I nostri figli, accampati nei sedili dietro, sono passati oltre la Pimpa e Rovazzi e Ariana Grande, e hanno scoperto i Queen e i Clash, e hanno realizzato che fra loro e noi non sono intervenuti salti evolutivi, siamo figli dello stesso ceppo umano e persino della stessa civiltà, e gli era possibile amare la stessa musica amata da noi, come noi abbiamo amato quella dei nostri padri mettendo sul piatto i vinili ricoverati sullo scaffale più remoto della libreria: noi avevamo trovato Tutti morimmo a stento di Fabrizio De André e Il mio canto libero di Lucio Battisti e ogni prospettiva era cambiata. Battisti, soprattutto, si era ingoiato ogni ritornello di manierismo, sin dall’inizio aveva accettato e rilanciato, accettato e rilanciato, aveva continuamente rinnovato se stesso spingendo la musica italiana un passo più in là, e Mogol era servito a desacralizzare tanto genio con le parole della quotidianità, l’insalata, le banane, il panino all’osteria, surgelati rincarati, sulla strada le buche più dure, e poi le donne, in qualsiasi declinazione, la donna stilnovista, la donna puttana, fedele, fedifraga, che trema nel guardare un uomo, e quella che improvvisamente gli mostra il seno. Un catalogo impareggiabile precluso ai nostri viaggi, ai nostri figli, per fissazioni degli eredi a noi incomprensibili e infine risolte per via legale, e dunque tutto di nuovo fra le nostre mani, da riversare nelle nostre playlist e da imporre come ulteriore rivincita ai nostri ragazzi.

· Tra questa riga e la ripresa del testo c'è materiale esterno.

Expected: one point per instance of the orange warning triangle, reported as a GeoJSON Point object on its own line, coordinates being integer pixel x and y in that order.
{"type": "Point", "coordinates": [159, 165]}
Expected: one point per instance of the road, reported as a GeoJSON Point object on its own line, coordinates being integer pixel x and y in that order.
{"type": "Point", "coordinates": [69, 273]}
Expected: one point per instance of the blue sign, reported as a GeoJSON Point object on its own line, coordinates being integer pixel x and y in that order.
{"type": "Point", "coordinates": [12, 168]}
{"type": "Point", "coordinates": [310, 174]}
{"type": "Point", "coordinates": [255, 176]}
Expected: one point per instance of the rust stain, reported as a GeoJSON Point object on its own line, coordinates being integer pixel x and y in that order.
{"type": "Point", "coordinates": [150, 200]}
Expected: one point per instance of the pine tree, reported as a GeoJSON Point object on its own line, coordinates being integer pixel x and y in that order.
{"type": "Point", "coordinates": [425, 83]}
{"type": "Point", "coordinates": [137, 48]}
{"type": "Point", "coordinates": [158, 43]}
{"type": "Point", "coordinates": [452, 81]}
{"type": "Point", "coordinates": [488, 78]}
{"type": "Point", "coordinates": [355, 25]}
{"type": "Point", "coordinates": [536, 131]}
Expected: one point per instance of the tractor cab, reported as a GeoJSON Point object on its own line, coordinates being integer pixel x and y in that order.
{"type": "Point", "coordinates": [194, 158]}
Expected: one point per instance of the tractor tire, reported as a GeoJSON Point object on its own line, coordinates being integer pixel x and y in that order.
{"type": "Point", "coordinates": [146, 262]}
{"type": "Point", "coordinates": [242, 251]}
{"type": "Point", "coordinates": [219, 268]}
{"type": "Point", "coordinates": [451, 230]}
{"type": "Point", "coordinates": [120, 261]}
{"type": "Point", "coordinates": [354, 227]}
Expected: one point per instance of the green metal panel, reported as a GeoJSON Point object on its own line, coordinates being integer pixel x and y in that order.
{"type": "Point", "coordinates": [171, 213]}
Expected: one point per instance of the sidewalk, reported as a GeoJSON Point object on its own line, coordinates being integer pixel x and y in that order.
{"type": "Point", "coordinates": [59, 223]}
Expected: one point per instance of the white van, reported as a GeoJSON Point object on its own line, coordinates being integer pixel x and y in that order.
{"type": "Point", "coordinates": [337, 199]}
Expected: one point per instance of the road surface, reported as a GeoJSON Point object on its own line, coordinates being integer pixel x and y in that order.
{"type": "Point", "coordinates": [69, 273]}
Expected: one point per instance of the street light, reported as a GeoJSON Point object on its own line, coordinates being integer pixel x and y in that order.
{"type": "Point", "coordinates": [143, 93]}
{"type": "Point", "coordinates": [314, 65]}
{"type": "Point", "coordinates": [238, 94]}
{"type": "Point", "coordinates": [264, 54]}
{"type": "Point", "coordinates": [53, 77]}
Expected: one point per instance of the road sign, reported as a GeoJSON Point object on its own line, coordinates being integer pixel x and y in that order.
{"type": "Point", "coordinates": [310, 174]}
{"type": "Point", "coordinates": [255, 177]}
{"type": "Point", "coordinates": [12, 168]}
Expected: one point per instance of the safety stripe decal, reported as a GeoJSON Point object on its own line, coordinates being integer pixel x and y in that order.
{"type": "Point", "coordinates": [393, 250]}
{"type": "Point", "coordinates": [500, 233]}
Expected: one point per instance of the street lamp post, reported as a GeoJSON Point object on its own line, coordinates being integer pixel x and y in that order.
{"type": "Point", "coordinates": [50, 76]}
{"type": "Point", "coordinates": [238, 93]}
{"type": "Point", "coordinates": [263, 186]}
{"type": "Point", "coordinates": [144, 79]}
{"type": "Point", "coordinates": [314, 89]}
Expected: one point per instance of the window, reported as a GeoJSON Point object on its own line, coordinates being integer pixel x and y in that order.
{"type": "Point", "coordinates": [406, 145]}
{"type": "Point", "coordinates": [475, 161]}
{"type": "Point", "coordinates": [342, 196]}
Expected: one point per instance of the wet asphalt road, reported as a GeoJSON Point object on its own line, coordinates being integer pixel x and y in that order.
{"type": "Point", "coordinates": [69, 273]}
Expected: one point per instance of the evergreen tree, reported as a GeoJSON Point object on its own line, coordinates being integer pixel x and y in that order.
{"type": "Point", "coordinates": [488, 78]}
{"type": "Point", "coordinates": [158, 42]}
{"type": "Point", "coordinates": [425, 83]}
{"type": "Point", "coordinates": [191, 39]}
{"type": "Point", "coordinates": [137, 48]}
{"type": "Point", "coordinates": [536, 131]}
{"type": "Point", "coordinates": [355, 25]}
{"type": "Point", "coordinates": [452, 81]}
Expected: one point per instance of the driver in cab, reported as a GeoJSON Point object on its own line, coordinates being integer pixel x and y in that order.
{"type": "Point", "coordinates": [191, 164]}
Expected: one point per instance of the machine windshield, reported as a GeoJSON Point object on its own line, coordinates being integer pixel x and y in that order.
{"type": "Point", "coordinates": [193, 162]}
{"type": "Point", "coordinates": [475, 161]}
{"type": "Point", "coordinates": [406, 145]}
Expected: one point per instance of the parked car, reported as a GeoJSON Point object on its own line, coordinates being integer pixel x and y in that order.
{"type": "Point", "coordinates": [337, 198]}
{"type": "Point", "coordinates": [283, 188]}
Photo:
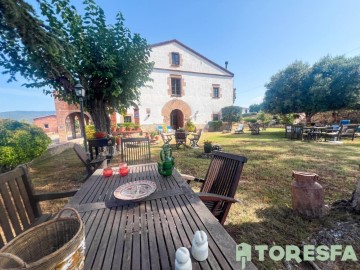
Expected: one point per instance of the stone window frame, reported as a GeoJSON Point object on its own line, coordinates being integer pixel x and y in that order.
{"type": "Point", "coordinates": [213, 116]}
{"type": "Point", "coordinates": [219, 91]}
{"type": "Point", "coordinates": [171, 58]}
{"type": "Point", "coordinates": [182, 85]}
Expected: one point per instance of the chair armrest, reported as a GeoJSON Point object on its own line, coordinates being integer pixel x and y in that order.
{"type": "Point", "coordinates": [189, 178]}
{"type": "Point", "coordinates": [54, 195]}
{"type": "Point", "coordinates": [215, 198]}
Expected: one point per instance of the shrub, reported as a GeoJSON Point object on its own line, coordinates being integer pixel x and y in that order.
{"type": "Point", "coordinates": [190, 126]}
{"type": "Point", "coordinates": [215, 124]}
{"type": "Point", "coordinates": [20, 143]}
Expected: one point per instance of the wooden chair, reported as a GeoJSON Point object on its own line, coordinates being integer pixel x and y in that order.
{"type": "Point", "coordinates": [180, 138]}
{"type": "Point", "coordinates": [19, 206]}
{"type": "Point", "coordinates": [135, 151]}
{"type": "Point", "coordinates": [195, 139]}
{"type": "Point", "coordinates": [90, 165]}
{"type": "Point", "coordinates": [220, 183]}
{"type": "Point", "coordinates": [335, 135]}
{"type": "Point", "coordinates": [348, 131]}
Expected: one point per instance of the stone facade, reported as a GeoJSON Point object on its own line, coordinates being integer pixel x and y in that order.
{"type": "Point", "coordinates": [47, 123]}
{"type": "Point", "coordinates": [205, 88]}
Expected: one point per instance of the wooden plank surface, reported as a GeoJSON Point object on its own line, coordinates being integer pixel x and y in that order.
{"type": "Point", "coordinates": [146, 234]}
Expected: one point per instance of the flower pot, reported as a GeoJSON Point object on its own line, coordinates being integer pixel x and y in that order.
{"type": "Point", "coordinates": [207, 148]}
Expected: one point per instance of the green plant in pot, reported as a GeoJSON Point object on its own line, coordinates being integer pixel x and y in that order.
{"type": "Point", "coordinates": [207, 147]}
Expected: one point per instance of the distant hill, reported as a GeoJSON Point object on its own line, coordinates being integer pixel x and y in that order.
{"type": "Point", "coordinates": [27, 116]}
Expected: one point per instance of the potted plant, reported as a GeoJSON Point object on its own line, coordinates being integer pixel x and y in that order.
{"type": "Point", "coordinates": [207, 147]}
{"type": "Point", "coordinates": [137, 127]}
{"type": "Point", "coordinates": [120, 128]}
{"type": "Point", "coordinates": [153, 134]}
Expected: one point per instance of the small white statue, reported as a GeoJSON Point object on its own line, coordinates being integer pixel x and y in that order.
{"type": "Point", "coordinates": [199, 248]}
{"type": "Point", "coordinates": [182, 259]}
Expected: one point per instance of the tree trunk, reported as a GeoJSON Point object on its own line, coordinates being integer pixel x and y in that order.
{"type": "Point", "coordinates": [99, 115]}
{"type": "Point", "coordinates": [308, 117]}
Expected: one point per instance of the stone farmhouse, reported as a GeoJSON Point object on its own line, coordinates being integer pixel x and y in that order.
{"type": "Point", "coordinates": [185, 86]}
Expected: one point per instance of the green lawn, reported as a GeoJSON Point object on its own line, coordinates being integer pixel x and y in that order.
{"type": "Point", "coordinates": [264, 215]}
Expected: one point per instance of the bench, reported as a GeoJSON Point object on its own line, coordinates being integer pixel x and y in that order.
{"type": "Point", "coordinates": [19, 205]}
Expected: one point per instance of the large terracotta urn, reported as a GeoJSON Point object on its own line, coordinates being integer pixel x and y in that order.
{"type": "Point", "coordinates": [307, 195]}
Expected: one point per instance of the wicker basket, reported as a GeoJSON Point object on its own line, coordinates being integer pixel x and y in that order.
{"type": "Point", "coordinates": [56, 244]}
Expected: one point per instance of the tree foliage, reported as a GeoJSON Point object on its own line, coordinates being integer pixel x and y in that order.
{"type": "Point", "coordinates": [108, 60]}
{"type": "Point", "coordinates": [20, 143]}
{"type": "Point", "coordinates": [231, 114]}
{"type": "Point", "coordinates": [332, 83]}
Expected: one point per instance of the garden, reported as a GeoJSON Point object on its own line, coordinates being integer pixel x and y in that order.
{"type": "Point", "coordinates": [264, 214]}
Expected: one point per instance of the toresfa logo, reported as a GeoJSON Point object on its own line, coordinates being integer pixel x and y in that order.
{"type": "Point", "coordinates": [310, 253]}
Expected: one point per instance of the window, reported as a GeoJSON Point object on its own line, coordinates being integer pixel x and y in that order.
{"type": "Point", "coordinates": [175, 87]}
{"type": "Point", "coordinates": [127, 119]}
{"type": "Point", "coordinates": [216, 92]}
{"type": "Point", "coordinates": [175, 59]}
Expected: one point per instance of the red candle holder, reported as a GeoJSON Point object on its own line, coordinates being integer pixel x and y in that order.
{"type": "Point", "coordinates": [123, 169]}
{"type": "Point", "coordinates": [107, 172]}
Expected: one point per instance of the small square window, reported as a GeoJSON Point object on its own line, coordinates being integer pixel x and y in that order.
{"type": "Point", "coordinates": [216, 92]}
{"type": "Point", "coordinates": [127, 119]}
{"type": "Point", "coordinates": [216, 117]}
{"type": "Point", "coordinates": [175, 87]}
{"type": "Point", "coordinates": [175, 59]}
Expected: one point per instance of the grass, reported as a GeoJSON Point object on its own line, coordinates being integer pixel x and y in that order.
{"type": "Point", "coordinates": [264, 215]}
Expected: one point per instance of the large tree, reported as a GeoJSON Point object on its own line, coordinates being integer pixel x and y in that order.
{"type": "Point", "coordinates": [332, 83]}
{"type": "Point", "coordinates": [110, 62]}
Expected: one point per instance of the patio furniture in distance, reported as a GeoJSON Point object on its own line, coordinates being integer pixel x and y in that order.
{"type": "Point", "coordinates": [239, 129]}
{"type": "Point", "coordinates": [348, 131]}
{"type": "Point", "coordinates": [146, 233]}
{"type": "Point", "coordinates": [195, 139]}
{"type": "Point", "coordinates": [335, 135]}
{"type": "Point", "coordinates": [180, 138]}
{"type": "Point", "coordinates": [135, 150]}
{"type": "Point", "coordinates": [19, 205]}
{"type": "Point", "coordinates": [90, 165]}
{"type": "Point", "coordinates": [220, 183]}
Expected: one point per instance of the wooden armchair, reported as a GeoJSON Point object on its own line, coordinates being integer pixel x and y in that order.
{"type": "Point", "coordinates": [19, 206]}
{"type": "Point", "coordinates": [135, 150]}
{"type": "Point", "coordinates": [90, 165]}
{"type": "Point", "coordinates": [220, 183]}
{"type": "Point", "coordinates": [195, 139]}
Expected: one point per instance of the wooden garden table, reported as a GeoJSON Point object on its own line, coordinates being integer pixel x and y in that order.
{"type": "Point", "coordinates": [147, 233]}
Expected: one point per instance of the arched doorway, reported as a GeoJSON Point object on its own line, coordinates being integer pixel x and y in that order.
{"type": "Point", "coordinates": [176, 119]}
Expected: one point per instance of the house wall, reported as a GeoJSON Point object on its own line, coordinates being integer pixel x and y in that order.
{"type": "Point", "coordinates": [50, 120]}
{"type": "Point", "coordinates": [198, 77]}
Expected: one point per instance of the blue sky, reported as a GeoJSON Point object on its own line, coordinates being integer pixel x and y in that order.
{"type": "Point", "coordinates": [257, 37]}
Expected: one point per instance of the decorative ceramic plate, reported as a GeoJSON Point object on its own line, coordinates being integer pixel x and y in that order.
{"type": "Point", "coordinates": [135, 190]}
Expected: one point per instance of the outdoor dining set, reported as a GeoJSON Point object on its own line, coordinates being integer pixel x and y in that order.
{"type": "Point", "coordinates": [333, 133]}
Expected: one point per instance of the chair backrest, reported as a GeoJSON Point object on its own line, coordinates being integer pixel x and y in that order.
{"type": "Point", "coordinates": [18, 209]}
{"type": "Point", "coordinates": [135, 150]}
{"type": "Point", "coordinates": [180, 135]}
{"type": "Point", "coordinates": [80, 152]}
{"type": "Point", "coordinates": [223, 175]}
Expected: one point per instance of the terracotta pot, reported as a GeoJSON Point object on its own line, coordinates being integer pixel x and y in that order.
{"type": "Point", "coordinates": [307, 195]}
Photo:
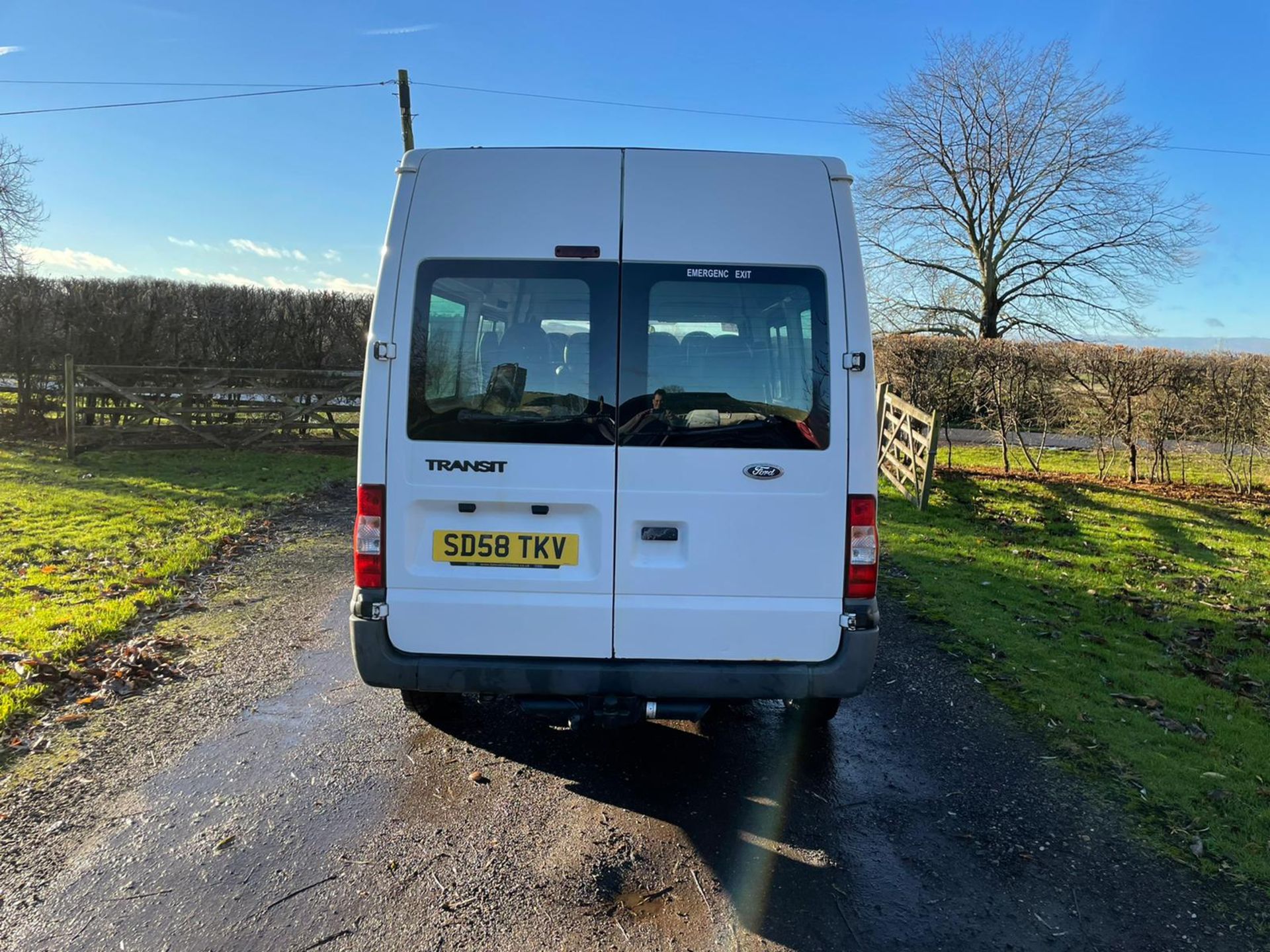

Mogol ha giustamente esultato, col tradizionale autoincensamento, siccome – racconta – Battisti gli disse di aver poi scelto i testi «nonsense» di Pasquale Panella poiché i suoi, quelli di Mogol, erano impareggiabili. Purtroppo le vie legali non sono ancora sufficienti perché quegli ultimi cinque album, firmati Panella-Battisti, siano scaricabili, così che forse Mogol potrebbe riascoltarli e capire che non c’è nulla di nonsense, quella è la definizione disastrosamente pigra, sono testi invece sublimi, ancora più immersi nel quotidiano, così negli abissi del quotidiano da risalire verso l’infinito. E la verità è che di colpo le parole e la musica non hanno alcun rapporto, nemmeno si sfiorano: Panella può finalmente sfuggire alle regole del pop, accettate con ironia e autoironia del «trottolino amoroso e du-du da-da-da», arrivare fino alle estreme conseguenze della sua epica minimalista, e allo stesso modo Battisti, svincolato dalle esigenze di mercato del cantar leggero, della schitarrata in spiaggia, arriva fino alle estreme conseguenze dei suoi spartiti, che si allungano, si fanno complessi, mostruosamente belli. Ed è a quel punto che si scopre il patto tacito di parole e musica: a ogni ascolto si scopre un pertugio nuovo, delle une e dell’altra. E il sogno si rinnova in eterno.